4. Review of the CT scan dated 6/11/13 at 02:20 revealed the patient had suffered a fractured cervical spine as a result of the incident.

5. During an interview on 8/28/13 at 4:00 PM the Director of Information Systems (DIS) stated there were hours of video that was recorded on Patient #1 and that he had watched all of the videos. The DIS stated between 19:53 until the incident occurred at 23:44 incident there was no observations of nursing providing care to Patient #1 during that time. Review of the nursing documentation reflected that nursing care was provided during that time.

During an interview on 8/28/13 at 8:00 PM RN #1 stated Patient #1 arrived by ambulance and was "cooperative...as the night went on he became more agitated...The door to his room was not locked when I arrived to work...There was no one sitting in front of the monitor all the time..."
When questioned about the first incident that occurred at 11:44 PM the nurse stated, "...he started beating on the door and yelling...The doctor told me not to go to the door by myself...I do not know why he [MD#2] went in [the room]..."
When questioned about the second incident at 1:58 AM the nurse stated, "...I was behind the nurse's station. I couldn't see the patient at that time. I saw the patient trying to get out the door. The security guard's hands went up. I don't know why he [security guard] went in there..."
RN #1 stated, "No one ever called a Code White...Sometimes people respond better to someone in a uniform. They're [security guards] not supposed to push or hold...The [County Police name] are called when we can't handle it..." RN #1 stated, "I never moved him to a different level [higher], to move to a Level 1 you have to have an attempt [suicide]..."

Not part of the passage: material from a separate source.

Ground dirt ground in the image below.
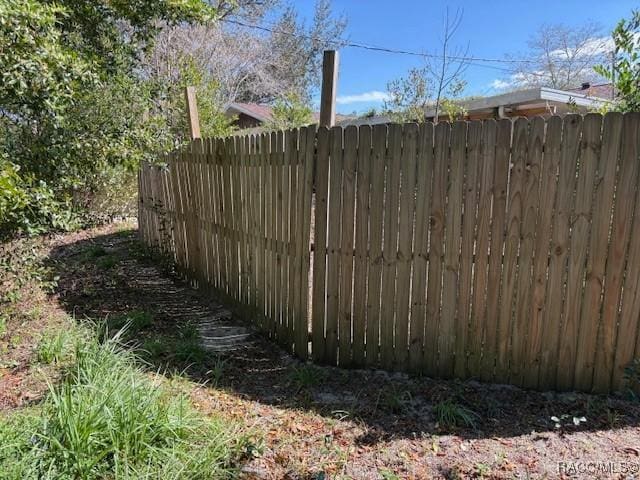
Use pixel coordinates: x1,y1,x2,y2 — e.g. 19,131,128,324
0,224,640,480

During an interview on 8/28/13 at 8:30 PM RN #2 stated Patient #1 did "a lot of yelling, he was agitated." The RN stated that there was "no one to help her [RN#2] watch him...I saw him lying down...he was agitated, it came and went..."
RN #2 was asked if they have someone assigned to watch the monitors when there was someone locked in the seclusion room. RN #2 stated, "...On nights we don't have that, No...even security have to make rounds [leave to make hospital rounds]..."
RN #2 was asked if she called a Code White. RN #2 stated, "I've never heard of a Code White..." RN #2 stated there are "3 nurses until 11:00 PM and 2 after 11:00 PM."

During a telephone interview on 9/4/13 at 3:30 PM RN #3 stated, "...He [Patient #1] had some aggressive behaviors, because he wanted to go home. I saw the guard put his hands up and then I saw [Patient #1's name] on the floor. [Patient #1's name] didn't know what happened, he just asked, what had happened...The doctor directed the care, he was at the nursing station and said to do cervical stabilization, back board and get him to CT."